My views are not just academic waffle. In the 1950’s I was OIC Finke Police District, the area from just South of Alice Springs to the South Australian Border, from Queensland to West Australia. The vast majority of the District’s population was Aboriginal. At that time Aborigines lived long and healthy lives under the previous policy.

 

Despite my close contacts I found the Aborigines, and their culture, difficult to understand. In 1985 I entered Flinders University as a Mature Age Student. In 1998 I was awarded a Doctorate in Philosophy. My Thesis “The Process of the Cosmos” was initially inspired by my contacts with Aborigines. My Doctoral and Post-Doctoral research has focussed on the overall development of mankind since the evolution of Homo sapiens, and the role of culture in that development.

 

Some may consider that I am overstating the deterioration in Aboriginal health and life expectancy over the last 50 years. I find support in Richard Trudgen’s “Warriors lie down and die” (2,003) At page 7 he says: “In 1948 an American-Australian Scientific Expedition carried out medical research in three major communities in Arnhem Land. Concerning the people’s health they stated: ‘The general build is athletic . . . Carriage, posture and gait are excellent . . . In no instance was an obese adult encountered.’

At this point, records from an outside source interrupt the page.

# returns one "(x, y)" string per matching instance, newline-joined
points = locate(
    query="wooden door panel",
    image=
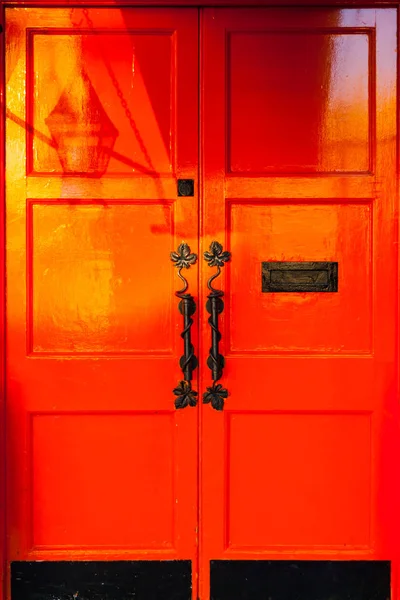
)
(299, 166)
(312, 323)
(100, 464)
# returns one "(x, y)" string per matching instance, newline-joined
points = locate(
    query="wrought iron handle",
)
(185, 395)
(215, 394)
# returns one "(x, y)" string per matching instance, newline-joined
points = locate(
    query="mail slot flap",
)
(299, 276)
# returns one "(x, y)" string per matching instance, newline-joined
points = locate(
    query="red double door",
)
(282, 124)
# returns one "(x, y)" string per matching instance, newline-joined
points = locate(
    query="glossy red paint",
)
(100, 465)
(298, 163)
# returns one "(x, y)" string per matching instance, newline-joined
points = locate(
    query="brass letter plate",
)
(299, 276)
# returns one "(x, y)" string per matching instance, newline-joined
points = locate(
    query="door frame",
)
(120, 4)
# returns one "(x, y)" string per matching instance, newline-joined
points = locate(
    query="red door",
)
(102, 120)
(293, 456)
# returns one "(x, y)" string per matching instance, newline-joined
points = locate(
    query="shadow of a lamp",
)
(82, 132)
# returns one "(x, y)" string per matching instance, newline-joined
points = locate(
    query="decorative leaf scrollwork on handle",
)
(216, 394)
(185, 395)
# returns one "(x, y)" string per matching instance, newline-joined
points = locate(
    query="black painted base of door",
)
(102, 580)
(300, 580)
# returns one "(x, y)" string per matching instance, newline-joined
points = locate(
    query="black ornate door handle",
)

50 years later Trudgen observes “scabies are endemic. Other diseases like diabetes, high blood pressure, heart attacks, stroke, cancer, renal failure and obesity are decimating the people.’ Aborigines ‘are now dying in their early to mid forties or even younger, and at such a rate that life seems to lurch from one funeral to another.”

 

These failures are the direct result of trying to treat Aborigines as if they are the same as other Australians. This mistake is made by people who have no direct knowledge of Aborigines, as both Trudgen and I have, and who rely on assumptions that appear to them to be “natural”.